Pozzebon's been riding Sofer hard ever since last June, when city council passed a resolution demanding a property standards crackdown on the waterfront site.
Sofer, whose TVM Group picked up the property in 2013 for $65,000 and has since renovated the former Plummer site into condominiums, has been slapped with compliance orders for the remaining General and former renal unit structures.
Pozzebon is so concerned about the amount of water accumulating in the old General and the former Plummer Hospital renal wing nearby, that among other things, he's ordered Sofer to commission a structural stability report from a professional engineer, certifying that the structures aren't about to collapse.

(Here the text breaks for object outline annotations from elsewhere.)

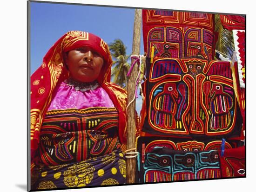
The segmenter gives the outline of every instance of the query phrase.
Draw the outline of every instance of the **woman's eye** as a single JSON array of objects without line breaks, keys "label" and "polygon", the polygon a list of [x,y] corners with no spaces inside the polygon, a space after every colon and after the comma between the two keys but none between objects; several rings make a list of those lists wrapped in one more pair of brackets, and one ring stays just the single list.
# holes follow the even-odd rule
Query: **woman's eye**
[{"label": "woman's eye", "polygon": [[93,54],[94,54],[94,57],[95,56],[98,57],[98,56],[100,56],[100,54],[99,53],[98,53],[98,52],[93,52]]}]

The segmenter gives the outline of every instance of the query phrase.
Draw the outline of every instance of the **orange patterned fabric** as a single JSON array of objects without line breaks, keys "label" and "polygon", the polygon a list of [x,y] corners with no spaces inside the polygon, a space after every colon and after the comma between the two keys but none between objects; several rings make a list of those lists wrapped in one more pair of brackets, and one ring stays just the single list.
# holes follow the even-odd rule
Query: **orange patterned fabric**
[{"label": "orange patterned fabric", "polygon": [[[100,38],[87,32],[67,32],[53,45],[43,58],[41,65],[31,77],[30,131],[32,157],[38,147],[39,134],[44,116],[50,104],[54,90],[68,77],[65,66],[63,54],[81,46],[88,46],[101,55],[104,64],[97,81],[107,92],[119,113],[119,134],[120,141],[126,142],[125,109],[127,93],[110,83],[112,60],[108,45]],[[32,163],[32,167],[33,163]]]}]

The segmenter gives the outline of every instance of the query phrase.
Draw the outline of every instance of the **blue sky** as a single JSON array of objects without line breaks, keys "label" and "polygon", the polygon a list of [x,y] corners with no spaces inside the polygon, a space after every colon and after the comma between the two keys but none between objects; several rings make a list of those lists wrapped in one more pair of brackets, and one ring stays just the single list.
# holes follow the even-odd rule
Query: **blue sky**
[{"label": "blue sky", "polygon": [[[131,53],[134,9],[31,3],[31,74],[40,65],[49,49],[69,31],[79,30],[94,33],[109,44],[120,38]],[[144,53],[142,33],[141,54]],[[139,113],[141,97],[136,100]]]}]

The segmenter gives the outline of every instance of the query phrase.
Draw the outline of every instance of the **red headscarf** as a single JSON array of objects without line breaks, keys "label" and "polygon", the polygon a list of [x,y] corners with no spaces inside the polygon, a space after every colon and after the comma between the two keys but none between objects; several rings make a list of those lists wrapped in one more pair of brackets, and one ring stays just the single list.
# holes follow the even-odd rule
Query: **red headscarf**
[{"label": "red headscarf", "polygon": [[68,77],[63,62],[64,54],[82,46],[94,49],[104,58],[104,64],[97,79],[108,92],[119,111],[119,134],[120,141],[126,142],[125,109],[127,92],[125,90],[110,83],[112,60],[108,46],[101,38],[87,32],[72,31],[61,37],[45,56],[41,65],[31,77],[31,147],[32,152],[37,149],[40,131],[52,94],[58,83]]}]

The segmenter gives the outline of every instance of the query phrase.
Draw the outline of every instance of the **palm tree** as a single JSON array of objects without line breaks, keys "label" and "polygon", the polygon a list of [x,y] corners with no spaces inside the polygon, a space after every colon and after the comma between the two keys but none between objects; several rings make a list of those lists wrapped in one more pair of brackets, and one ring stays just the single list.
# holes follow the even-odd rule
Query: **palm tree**
[{"label": "palm tree", "polygon": [[130,64],[127,62],[130,56],[126,55],[127,47],[120,39],[115,39],[114,42],[110,43],[109,47],[114,58],[111,77],[114,77],[114,83],[126,89],[128,83],[126,75],[130,69]]},{"label": "palm tree", "polygon": [[219,33],[216,50],[231,58],[235,51],[233,32],[223,28],[220,15],[218,14],[215,14],[215,32]]}]

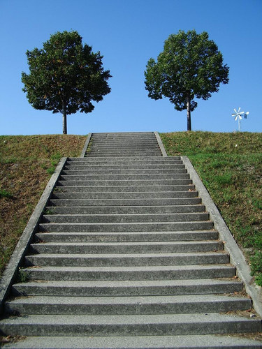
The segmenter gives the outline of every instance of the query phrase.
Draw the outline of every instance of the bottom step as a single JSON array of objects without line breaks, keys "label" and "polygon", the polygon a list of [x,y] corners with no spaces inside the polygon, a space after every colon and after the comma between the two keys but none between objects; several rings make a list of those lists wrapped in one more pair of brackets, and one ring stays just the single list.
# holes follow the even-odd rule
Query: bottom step
[{"label": "bottom step", "polygon": [[251,338],[233,336],[154,336],[112,337],[28,337],[5,348],[19,349],[257,349],[262,342]]},{"label": "bottom step", "polygon": [[1,322],[1,335],[174,336],[261,332],[261,319],[215,313],[26,315]]}]

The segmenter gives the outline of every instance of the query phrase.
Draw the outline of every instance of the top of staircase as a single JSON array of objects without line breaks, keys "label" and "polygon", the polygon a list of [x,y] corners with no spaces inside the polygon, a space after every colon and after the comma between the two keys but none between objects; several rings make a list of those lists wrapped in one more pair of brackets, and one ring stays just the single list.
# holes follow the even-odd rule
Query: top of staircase
[{"label": "top of staircase", "polygon": [[95,133],[89,135],[82,157],[166,156],[156,132]]}]

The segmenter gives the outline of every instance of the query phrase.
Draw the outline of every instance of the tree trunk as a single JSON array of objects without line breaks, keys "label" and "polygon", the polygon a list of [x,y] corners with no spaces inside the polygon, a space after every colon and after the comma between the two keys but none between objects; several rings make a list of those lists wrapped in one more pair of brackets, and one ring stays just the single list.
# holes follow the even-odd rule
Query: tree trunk
[{"label": "tree trunk", "polygon": [[187,96],[187,131],[191,131],[190,95]]},{"label": "tree trunk", "polygon": [[66,107],[63,105],[63,134],[67,135],[67,124],[66,124]]}]

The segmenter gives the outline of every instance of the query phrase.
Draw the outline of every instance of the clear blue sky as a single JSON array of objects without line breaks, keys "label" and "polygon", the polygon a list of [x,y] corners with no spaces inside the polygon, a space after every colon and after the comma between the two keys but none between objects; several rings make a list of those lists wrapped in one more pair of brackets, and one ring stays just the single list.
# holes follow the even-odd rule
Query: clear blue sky
[{"label": "clear blue sky", "polygon": [[50,34],[76,30],[103,55],[112,88],[92,113],[68,117],[68,132],[187,129],[186,111],[148,98],[144,70],[164,40],[180,29],[208,31],[230,67],[229,83],[197,100],[192,129],[232,132],[233,108],[249,111],[242,131],[262,131],[262,0],[0,0],[0,135],[61,133],[62,117],[36,110],[22,92],[25,52]]}]

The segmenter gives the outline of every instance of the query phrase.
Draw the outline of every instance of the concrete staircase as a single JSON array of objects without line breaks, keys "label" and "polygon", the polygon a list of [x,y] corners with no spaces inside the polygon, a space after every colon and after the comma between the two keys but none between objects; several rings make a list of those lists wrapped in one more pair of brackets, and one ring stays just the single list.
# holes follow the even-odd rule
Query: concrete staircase
[{"label": "concrete staircase", "polygon": [[88,157],[161,156],[153,132],[93,133]]},{"label": "concrete staircase", "polygon": [[91,140],[68,158],[6,302],[20,316],[2,334],[29,336],[7,348],[261,348],[242,334],[261,320],[180,158],[152,133]]}]

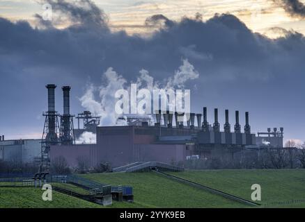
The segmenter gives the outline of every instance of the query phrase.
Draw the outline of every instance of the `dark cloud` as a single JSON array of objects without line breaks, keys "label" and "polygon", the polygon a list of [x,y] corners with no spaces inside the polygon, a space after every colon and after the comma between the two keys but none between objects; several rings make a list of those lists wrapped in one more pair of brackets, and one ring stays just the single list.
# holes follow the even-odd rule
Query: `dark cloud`
[{"label": "dark cloud", "polygon": [[[253,114],[253,130],[258,126],[260,130],[284,126],[293,132],[288,135],[303,139],[298,126],[305,125],[302,34],[287,31],[285,37],[271,40],[226,14],[205,22],[189,18],[174,22],[157,15],[147,21],[161,19],[166,27],[149,37],[130,36],[111,32],[107,15],[91,1],[81,1],[86,7],[48,2],[73,25],[58,29],[46,24],[37,28],[24,21],[0,18],[0,94],[5,104],[0,116],[10,115],[1,121],[0,131],[20,124],[41,129],[42,120],[36,117],[46,108],[47,83],[72,86],[76,113],[82,109],[76,96],[82,95],[88,76],[98,85],[102,73],[112,67],[128,80],[134,80],[141,69],[160,80],[172,76],[182,59],[187,58],[200,74],[188,85],[196,85],[192,91],[194,111],[201,112],[203,105],[247,110]],[[299,119],[292,118],[291,113]]]},{"label": "dark cloud", "polygon": [[305,6],[299,0],[274,0],[292,17],[305,17]]},{"label": "dark cloud", "polygon": [[145,21],[145,24],[148,26],[155,26],[157,25],[164,24],[166,27],[171,27],[173,25],[173,22],[169,19],[163,15],[154,15],[148,17]]}]

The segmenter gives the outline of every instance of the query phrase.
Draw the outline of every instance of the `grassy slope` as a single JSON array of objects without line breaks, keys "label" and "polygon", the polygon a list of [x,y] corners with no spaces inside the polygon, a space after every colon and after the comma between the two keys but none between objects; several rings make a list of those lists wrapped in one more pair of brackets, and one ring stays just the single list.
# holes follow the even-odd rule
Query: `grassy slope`
[{"label": "grassy slope", "polygon": [[134,204],[142,207],[240,207],[244,205],[177,182],[155,173],[82,176],[102,183],[132,185]]},{"label": "grassy slope", "polygon": [[276,203],[269,207],[305,207],[305,170],[191,171],[173,175],[251,200],[251,187],[259,184],[263,205],[303,200],[300,203]]},{"label": "grassy slope", "polygon": [[[102,205],[53,191],[52,201],[43,201],[43,191],[30,187],[0,187],[0,208],[98,208]],[[109,207],[128,208],[127,203],[114,202]]]}]

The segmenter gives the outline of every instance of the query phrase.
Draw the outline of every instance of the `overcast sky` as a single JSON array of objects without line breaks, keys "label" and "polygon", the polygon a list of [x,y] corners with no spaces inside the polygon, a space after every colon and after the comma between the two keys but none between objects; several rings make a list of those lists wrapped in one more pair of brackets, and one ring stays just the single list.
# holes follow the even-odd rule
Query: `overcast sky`
[{"label": "overcast sky", "polygon": [[47,83],[58,86],[59,112],[60,87],[71,85],[77,113],[88,84],[105,84],[109,67],[127,81],[142,69],[162,80],[187,59],[199,73],[186,83],[192,110],[208,106],[211,123],[214,108],[221,124],[230,110],[231,126],[235,110],[249,111],[253,133],[284,127],[286,139],[305,140],[302,1],[47,1],[52,22],[36,1],[0,1],[0,134],[8,139],[40,137]]}]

For his part, Sofer has been appealing the orders, angling relentlessly for more time to get his residential project back on track.
The committee ordered last week's hearing to go ahead anyway.
Pozzebon talked about conditions he found at the old hospital sites.
He talked particularly about water literally flowing in cracks through the entire General Hospital building, top to bottom.
"There was a lot of water on the floor. Ceiling tiles were hanging down. There was a lot of very hazardous building materials hanging. There was a lot of leakage from the ceiling," Pozzebon said.
"There were several areas, for whatever reason, where there was actually grass growing in some areas, because of moisture and all the dirt that's inside the building."
"The building basement is full of water, which is one of the detrimental parts to the structural integrity," he said.
"The more moisture gets into steel columns and connections, the more susceptible they are to collapse."
Sofer's property standards appeal is expected to continue next month.